Some simple preprocessing like below is normally done on the dataset:

In [1]:
from sklearn.datasets import fetch_openml
import numpy as np
np.random.seed(100)                         # fix a random seed for reproducibility

# download the dataset (this will take some time)
mnist = fetch_openml('mnist_784', cache=False)
num_train = 60000
image = mnist.data
label = mnist.target.astype('int64')

# normalize pixel values to (-0.5, 0.5) range
image = image / 255 - 0.5

# train test split
train_image, train_label, test_image, test_label = \
        image[:num_train], label[:num_train], image[num_train:], label[num_train:]

# One-hot encoding
train_label, test_label = np.eye(10)[train_label], np.eye(10)[test_label]

## Logistic Regression
Let's define a linear neural network model which has no hidden layers. Since we are solving a classification problem, we need to use the softmax output and the cross entropy loss. Note that this reduces to the logistic regression!

In [2]:
# import files
from model import NeuralNetwork
from layer import FCLayer
from loss import CrossEntropyLoss
from optim import SGD, Adam, RMSProp
from utils import *

nn = NeuralNetwork()
nn.add(FCLayer(train_image.shape[1], train_label.shape[1], initialization='xavier', uniform=True))  # no hidden layers. direct mapping from input images to target labels

In [3]:
# Set loss and link to the model
loss = CrossEntropyLoss()
nn.set_loss(loss)

In [4]:
# Set hyperparamters
lr = 0.001                                  # learning rate
batch_size = 32                             # mini-batch size
epochs = 5                                  # number of epochs

In [5]:
# set optimizer and link to the model
optimizer = Adam(nn.parameters(), lr=lr)
nn.set_optimizer(optimizer)

In [6]:
inds = list(range(train_image.shape[0]))
N = train_image.shape[0]                               # number of training samples

loss_hist = []
for epoch in range(epochs):
    # randomly shuffle the training data at the beginning of each epoch
    inds = np.random.permutation(inds)
    x_train = train_image[inds]
    y_train = train_label[inds]

    loss = 0
    for b in range(0, N, batch_size):
        # get the mini-batch
        x_batch = x_train[b: b + batch_size]
        y_batch = y_train[b: b + batch_size]

        # feed forward
        pred = nn.predict(x_batch)

        # Error
        loss += nn.loss(pred, y_batch) / N

        # Back propagation of errors
        nn.backward(pred, y_batch)

        # Update parameters
        nn.optimizer.step()

    # record loss per epoch
    loss_hist.append(loss)

    print()
    print("Epoch %d/%d\terror=%.5f" % (epoch + 1, epochs, loss), end='\t', flush=True)

    # Test accuracy
    pred = softmax(nn.predict(test_image, mode=False))
    y_pred, y_target = np.argmax(pred, axis=1), np.argmax(test_label, axis=1)
    accuracy = np.mean(y_pred == y_target)
    print("Test accuracy: {:.4f}".format(accuracy), end='')



Epoch 1/5	error=82.90611	Test accuracy: 0.1154
Epoch 2/5	error=225.91645	Test accuracy: 0.1175

  loss = -np.sum([target[i] * np.log(pred[i]) for i in range(len(target))])
  loss = -np.sum([target[i] * np.log(pred[i]) for i in range(len(target))])

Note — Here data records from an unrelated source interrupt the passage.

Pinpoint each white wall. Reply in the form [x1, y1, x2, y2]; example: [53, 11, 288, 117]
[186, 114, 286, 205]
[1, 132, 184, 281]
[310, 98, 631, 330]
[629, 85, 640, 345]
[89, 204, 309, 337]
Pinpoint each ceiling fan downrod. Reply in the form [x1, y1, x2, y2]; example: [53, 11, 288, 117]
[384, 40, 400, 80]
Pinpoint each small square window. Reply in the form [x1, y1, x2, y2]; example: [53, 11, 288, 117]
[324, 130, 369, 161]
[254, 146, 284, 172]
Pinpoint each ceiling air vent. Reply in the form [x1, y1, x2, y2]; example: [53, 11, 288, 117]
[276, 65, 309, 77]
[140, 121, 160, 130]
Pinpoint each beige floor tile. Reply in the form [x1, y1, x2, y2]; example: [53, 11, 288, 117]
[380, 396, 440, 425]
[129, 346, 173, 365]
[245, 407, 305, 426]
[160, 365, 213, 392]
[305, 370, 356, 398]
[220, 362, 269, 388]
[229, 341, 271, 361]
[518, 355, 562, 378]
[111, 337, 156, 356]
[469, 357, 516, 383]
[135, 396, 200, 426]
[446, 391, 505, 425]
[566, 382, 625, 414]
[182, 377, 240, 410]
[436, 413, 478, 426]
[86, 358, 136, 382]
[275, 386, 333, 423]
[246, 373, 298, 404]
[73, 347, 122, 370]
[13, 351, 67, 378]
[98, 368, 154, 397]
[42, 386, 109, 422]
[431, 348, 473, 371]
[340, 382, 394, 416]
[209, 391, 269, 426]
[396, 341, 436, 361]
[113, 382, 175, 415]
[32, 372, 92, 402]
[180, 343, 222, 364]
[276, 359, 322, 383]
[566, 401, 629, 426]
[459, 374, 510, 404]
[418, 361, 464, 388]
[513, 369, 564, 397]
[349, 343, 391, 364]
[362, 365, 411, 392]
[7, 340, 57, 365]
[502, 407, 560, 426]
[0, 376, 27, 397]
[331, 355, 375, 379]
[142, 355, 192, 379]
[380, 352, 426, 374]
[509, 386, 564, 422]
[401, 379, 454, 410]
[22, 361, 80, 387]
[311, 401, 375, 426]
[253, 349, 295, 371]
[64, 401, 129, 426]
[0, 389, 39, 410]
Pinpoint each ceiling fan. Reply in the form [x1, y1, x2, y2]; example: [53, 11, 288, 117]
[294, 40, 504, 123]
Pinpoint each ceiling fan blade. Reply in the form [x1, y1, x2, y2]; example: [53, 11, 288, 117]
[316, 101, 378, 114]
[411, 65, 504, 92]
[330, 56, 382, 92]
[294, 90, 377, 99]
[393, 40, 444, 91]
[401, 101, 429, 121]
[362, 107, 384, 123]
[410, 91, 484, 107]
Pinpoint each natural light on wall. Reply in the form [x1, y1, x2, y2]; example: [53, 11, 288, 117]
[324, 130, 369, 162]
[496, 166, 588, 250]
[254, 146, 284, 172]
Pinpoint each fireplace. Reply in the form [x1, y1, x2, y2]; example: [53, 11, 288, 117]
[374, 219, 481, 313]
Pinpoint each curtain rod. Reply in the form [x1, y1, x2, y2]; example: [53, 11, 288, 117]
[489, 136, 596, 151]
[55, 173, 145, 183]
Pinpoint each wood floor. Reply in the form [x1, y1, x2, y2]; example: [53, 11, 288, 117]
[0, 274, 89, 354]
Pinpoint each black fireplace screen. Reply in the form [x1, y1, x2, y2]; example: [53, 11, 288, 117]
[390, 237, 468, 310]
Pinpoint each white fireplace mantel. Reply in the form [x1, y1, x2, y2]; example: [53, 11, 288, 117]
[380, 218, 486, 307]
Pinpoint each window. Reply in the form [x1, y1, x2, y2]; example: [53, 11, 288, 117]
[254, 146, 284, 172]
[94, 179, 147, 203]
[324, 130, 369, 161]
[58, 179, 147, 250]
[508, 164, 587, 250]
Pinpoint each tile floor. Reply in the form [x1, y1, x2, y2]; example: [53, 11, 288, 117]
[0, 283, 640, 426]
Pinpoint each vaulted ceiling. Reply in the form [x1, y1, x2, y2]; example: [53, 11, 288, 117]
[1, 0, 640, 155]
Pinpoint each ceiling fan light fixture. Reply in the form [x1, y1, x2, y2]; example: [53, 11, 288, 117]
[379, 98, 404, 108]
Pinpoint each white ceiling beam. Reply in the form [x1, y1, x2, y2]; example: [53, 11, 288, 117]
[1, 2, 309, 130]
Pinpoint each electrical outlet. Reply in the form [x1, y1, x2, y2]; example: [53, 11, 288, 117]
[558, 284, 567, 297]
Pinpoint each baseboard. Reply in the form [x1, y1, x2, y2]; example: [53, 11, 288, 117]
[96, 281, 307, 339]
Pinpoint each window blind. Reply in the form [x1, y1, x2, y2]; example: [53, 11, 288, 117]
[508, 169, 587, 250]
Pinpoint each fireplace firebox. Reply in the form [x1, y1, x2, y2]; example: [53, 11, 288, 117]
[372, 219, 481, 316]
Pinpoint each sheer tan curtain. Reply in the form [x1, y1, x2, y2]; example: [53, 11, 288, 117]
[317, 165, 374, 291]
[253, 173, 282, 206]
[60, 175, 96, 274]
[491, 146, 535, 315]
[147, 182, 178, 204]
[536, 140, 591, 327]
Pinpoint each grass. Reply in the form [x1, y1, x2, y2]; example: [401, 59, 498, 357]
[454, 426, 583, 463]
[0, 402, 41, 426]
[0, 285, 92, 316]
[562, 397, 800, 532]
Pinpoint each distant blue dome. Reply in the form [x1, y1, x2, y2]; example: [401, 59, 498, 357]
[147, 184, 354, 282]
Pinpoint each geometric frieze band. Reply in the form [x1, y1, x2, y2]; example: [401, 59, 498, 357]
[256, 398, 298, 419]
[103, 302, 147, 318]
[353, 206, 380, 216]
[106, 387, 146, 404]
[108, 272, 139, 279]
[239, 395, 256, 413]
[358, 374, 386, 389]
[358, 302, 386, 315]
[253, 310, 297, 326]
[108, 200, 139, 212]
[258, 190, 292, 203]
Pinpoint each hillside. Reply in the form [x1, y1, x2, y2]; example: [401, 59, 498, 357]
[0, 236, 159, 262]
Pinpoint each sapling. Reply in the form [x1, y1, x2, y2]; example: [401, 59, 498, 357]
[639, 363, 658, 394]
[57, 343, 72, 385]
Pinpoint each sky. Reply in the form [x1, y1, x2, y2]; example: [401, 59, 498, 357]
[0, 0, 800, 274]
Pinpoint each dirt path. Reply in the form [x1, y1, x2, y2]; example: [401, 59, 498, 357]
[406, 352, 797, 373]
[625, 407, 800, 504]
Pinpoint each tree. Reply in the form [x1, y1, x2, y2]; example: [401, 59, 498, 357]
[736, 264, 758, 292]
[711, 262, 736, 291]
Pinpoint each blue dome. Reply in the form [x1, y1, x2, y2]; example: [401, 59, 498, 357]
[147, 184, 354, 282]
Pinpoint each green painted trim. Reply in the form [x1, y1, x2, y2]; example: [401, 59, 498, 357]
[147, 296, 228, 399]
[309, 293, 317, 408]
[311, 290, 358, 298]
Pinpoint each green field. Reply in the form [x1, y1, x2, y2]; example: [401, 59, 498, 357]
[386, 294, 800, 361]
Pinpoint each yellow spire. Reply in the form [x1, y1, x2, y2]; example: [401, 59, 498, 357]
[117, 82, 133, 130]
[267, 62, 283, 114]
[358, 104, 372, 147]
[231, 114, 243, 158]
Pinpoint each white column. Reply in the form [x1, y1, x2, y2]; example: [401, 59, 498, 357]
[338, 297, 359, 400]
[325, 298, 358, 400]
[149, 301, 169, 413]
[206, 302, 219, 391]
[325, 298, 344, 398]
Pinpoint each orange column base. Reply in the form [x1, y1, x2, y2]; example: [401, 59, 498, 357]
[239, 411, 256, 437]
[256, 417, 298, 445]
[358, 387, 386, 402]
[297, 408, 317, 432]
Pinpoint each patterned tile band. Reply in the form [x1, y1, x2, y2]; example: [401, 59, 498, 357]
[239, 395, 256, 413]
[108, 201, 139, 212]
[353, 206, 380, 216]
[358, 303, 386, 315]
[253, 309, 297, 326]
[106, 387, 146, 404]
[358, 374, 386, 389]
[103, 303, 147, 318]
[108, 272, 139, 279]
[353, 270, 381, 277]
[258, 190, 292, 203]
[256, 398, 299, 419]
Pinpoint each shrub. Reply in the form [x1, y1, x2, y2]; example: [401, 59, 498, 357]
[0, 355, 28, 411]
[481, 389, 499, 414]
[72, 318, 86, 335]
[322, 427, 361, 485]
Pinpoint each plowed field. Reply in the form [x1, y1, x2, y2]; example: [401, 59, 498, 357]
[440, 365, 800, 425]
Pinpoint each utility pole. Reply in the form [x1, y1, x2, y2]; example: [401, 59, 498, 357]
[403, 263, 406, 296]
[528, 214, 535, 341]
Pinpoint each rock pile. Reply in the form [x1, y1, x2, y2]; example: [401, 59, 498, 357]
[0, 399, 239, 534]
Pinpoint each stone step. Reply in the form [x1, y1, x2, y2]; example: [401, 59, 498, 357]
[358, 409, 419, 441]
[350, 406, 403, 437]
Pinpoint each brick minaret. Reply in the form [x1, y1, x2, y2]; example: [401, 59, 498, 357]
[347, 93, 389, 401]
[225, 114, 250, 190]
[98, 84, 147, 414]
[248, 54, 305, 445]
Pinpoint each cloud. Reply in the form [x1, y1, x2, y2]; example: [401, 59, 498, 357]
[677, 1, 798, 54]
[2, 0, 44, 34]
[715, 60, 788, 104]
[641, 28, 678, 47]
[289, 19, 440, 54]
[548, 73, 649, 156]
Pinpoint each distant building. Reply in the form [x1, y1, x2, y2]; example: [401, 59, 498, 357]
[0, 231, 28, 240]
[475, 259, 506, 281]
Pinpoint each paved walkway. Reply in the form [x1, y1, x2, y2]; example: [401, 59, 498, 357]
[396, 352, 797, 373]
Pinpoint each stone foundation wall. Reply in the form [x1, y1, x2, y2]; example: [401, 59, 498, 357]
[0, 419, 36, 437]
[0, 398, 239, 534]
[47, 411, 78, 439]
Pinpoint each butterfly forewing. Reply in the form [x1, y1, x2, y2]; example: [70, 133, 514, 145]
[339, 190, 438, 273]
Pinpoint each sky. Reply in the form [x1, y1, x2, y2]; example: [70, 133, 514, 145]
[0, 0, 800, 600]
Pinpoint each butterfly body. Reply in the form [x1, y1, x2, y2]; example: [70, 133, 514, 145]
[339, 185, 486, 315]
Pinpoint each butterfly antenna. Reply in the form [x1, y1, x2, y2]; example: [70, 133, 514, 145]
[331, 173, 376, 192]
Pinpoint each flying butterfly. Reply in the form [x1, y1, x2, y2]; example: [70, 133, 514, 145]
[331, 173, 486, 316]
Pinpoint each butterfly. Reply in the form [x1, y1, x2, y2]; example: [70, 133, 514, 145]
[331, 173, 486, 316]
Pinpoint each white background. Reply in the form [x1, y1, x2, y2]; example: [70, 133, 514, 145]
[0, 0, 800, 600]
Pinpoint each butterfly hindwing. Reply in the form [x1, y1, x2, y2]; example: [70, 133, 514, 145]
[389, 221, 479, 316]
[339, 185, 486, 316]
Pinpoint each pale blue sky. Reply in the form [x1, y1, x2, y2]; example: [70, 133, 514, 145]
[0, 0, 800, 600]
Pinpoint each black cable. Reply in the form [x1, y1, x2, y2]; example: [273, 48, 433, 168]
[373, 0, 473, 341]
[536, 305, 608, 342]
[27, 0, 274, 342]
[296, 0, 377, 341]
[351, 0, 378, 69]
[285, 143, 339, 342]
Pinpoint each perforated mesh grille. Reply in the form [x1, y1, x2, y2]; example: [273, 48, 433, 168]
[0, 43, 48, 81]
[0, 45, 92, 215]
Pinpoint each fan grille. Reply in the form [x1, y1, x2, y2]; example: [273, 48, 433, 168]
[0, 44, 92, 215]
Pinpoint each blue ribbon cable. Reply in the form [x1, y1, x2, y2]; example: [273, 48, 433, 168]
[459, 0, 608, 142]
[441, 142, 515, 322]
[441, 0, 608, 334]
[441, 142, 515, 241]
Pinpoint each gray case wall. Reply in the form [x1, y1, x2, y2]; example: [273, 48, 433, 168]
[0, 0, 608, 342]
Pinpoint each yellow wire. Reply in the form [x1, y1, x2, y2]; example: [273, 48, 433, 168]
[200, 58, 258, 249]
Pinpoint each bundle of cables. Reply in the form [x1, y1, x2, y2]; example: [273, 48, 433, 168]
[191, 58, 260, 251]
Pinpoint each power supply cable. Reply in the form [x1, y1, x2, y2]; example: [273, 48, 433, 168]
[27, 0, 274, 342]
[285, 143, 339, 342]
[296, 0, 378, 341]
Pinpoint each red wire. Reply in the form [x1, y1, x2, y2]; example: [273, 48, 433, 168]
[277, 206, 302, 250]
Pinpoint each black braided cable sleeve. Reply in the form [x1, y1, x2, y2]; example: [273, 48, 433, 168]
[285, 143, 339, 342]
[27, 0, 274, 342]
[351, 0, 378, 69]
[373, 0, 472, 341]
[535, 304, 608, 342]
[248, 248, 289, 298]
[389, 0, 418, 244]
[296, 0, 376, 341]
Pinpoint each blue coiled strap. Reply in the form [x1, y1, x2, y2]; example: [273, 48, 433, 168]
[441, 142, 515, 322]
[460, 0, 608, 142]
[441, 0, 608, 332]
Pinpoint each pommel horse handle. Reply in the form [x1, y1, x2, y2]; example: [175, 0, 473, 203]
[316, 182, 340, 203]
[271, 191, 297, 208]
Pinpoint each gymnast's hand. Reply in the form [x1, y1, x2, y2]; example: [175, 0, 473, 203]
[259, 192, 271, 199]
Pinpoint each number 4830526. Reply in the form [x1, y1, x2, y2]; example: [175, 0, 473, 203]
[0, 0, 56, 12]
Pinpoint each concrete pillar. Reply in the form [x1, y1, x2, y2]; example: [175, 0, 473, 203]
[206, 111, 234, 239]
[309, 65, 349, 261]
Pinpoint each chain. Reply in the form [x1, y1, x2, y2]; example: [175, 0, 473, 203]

Epoch 3/5	error=nan	Test accuracy: 0.1177
Epoch 4/5	error=nan	Test accuracy: 0.1181
Epoch 5/5	error=nan	Test accuracy: 0.1181

## (E8) Your Turn: Non-linear Neural Network
Surprisingly, the model achieved more than 91% test accuracy. However, you can definitely improve the test performance by, for example, introducing nonlinear activation functions, changing the network architecture, adjusting the learning rate, training more epochs, and (or) using a different optimizer. **It's your turn to try different configurations of these!** 

*Experiment with more than 3 configurations of these to get better test performance, and report your trials by summarizing the configurations and performance in a **table**. (You can achieve *at least* 96% accuracy pretty easily.)